Triste é também chegar-se à conclusão que se não se fizer uma escandaleira, ninguém liga às falhas, nem perde o seu tempo a tentar fazer as coisas o melhor possível. E correndo-se o risco de que quando as coisas derem mesmo para o escandalosamente torto, já os prejuízos serem muito mais graves do que só serem coisas ridículas.

E assim andamos, entretidos a ver os ciscos nos olhos dos outros para podermos levar, mais cedo ou mais tarde, com valentes tarolos em cima. Barrotes de incompetência a atravessarem-nos o caminho do esclarecimento que tão necessário é para que a Democracia melhore. É uma pena.
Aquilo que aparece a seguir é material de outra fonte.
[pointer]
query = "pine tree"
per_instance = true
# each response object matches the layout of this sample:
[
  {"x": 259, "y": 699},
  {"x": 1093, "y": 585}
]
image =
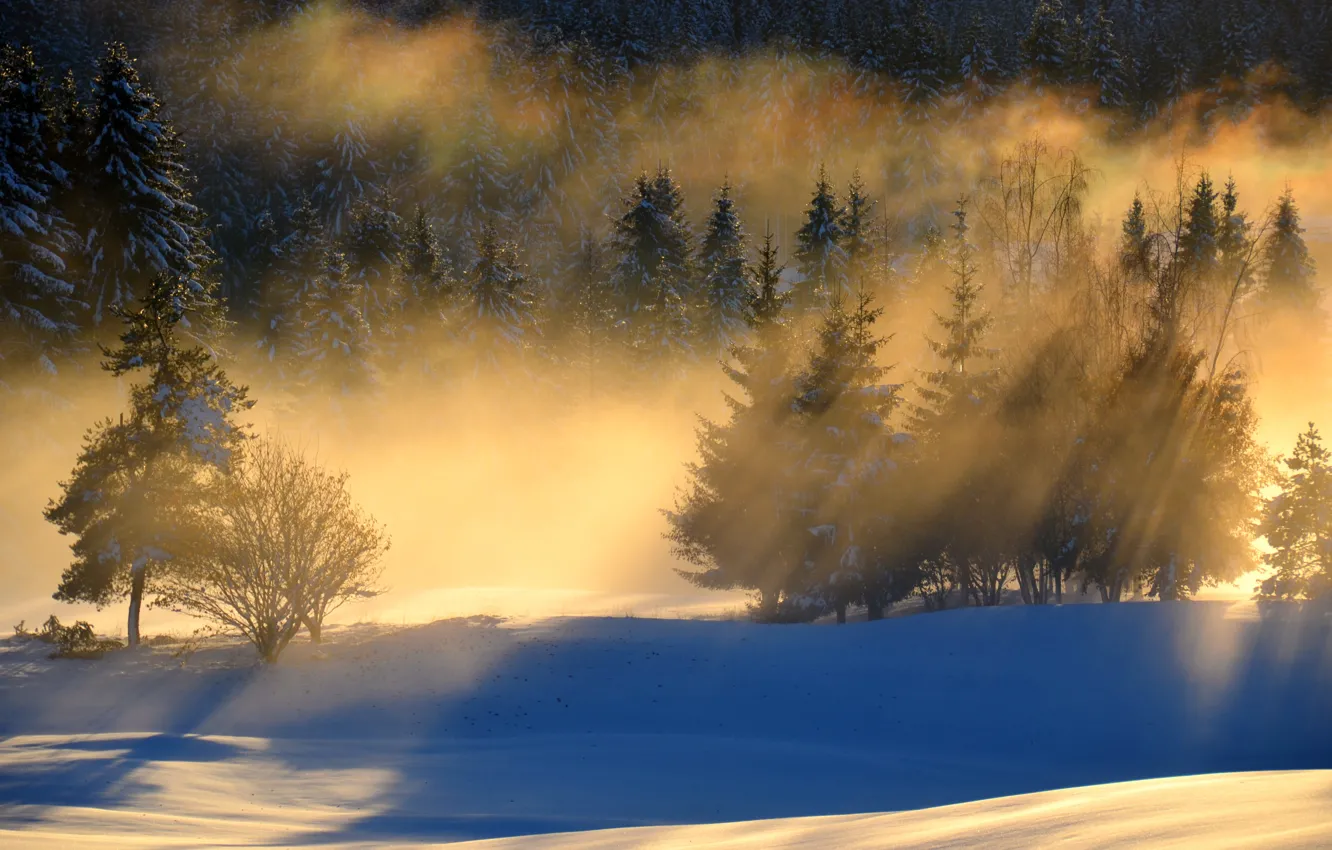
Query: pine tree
[
  {"x": 855, "y": 225},
  {"x": 372, "y": 243},
  {"x": 1232, "y": 243},
  {"x": 1107, "y": 65},
  {"x": 843, "y": 409},
  {"x": 497, "y": 307},
  {"x": 1287, "y": 267},
  {"x": 650, "y": 277},
  {"x": 1298, "y": 524},
  {"x": 135, "y": 477},
  {"x": 144, "y": 223},
  {"x": 478, "y": 187},
  {"x": 297, "y": 260},
  {"x": 737, "y": 521},
  {"x": 333, "y": 340},
  {"x": 1198, "y": 245},
  {"x": 954, "y": 392},
  {"x": 346, "y": 172},
  {"x": 819, "y": 256},
  {"x": 1046, "y": 47},
  {"x": 1134, "y": 245},
  {"x": 725, "y": 285},
  {"x": 36, "y": 296}
]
Ainda não desisti de lutar todos dias contra isto, mas já tenho um dos três dedos de paciência com algumas cãibras.

 

22.6.21

Que gira, a bola húngara

 Outra vez multidões em estádio. Outra vez o colorido dos trajes, bandeiras, enfeites e pinturas tribais, ordeiramente de acordo com a ocasião lúdica, mas com resquícios de batalhas. Outra vez gente em festa, até ao momento em que uns continuam em festa e outros adiam a esperança. A tal que é nestes casos que renasce, na época ou campeonato seguinte, porque a outra esperança está definitivamente sobrevalorizada de tão genérica que é para esta era de especialistas. Outra vez a ouvirmos o barulho da festa em vez do ruído dos homens em campo, muito homens, a suar, a gritar, a ordenar, com impropérios muito machos.


Pela mesma altura em que o jogo sublima a guerra, no mesmo lugar onde recomeça o negócio do ócio mais famoso do Mundo, o retrocesso humanitário aconteceu. A Hungria, tão ultra-conservadora quanto anti-cristã, transforma em lei o tabu que empurra qualquer referência ao tema LGBTQ+ para a clandestinidade. Confundir educação para a integração com pedofilia, que foi a guerra que as tropas de Viktor Orbán abriram e ganharam, é próprio de uma mente tortuosa colectiva e perigosa.

A Hungria tornou-se no tapete que esconde o lixo da desumanidade que é a homofobia, contrariando o rumo de um progresso a ser construído com a civilidade que se espera de um país da União Europeia. Está na altura de agir, denunciando: nós estamos a vê-los ser tortuosos e desumanos. Está na altura de o Cristiano Ronaldo não apenas comprar guerras financeiras com a Coca-Cola (são só trocos!) e apostar tudo no combate à desumanidade. Ainda não perdi a esperança de ver um arco-íris quando se festejarem golos marcados no tapete relvado da Hungria. E ver todxs xs eurodeputadxs empenhadxs nesta causa. Ou não estivéssemos nós num estádio chamado Europa, em que a bola que importa, e que devia girar, é a do Progresso, da Cidadania, do Humanismo.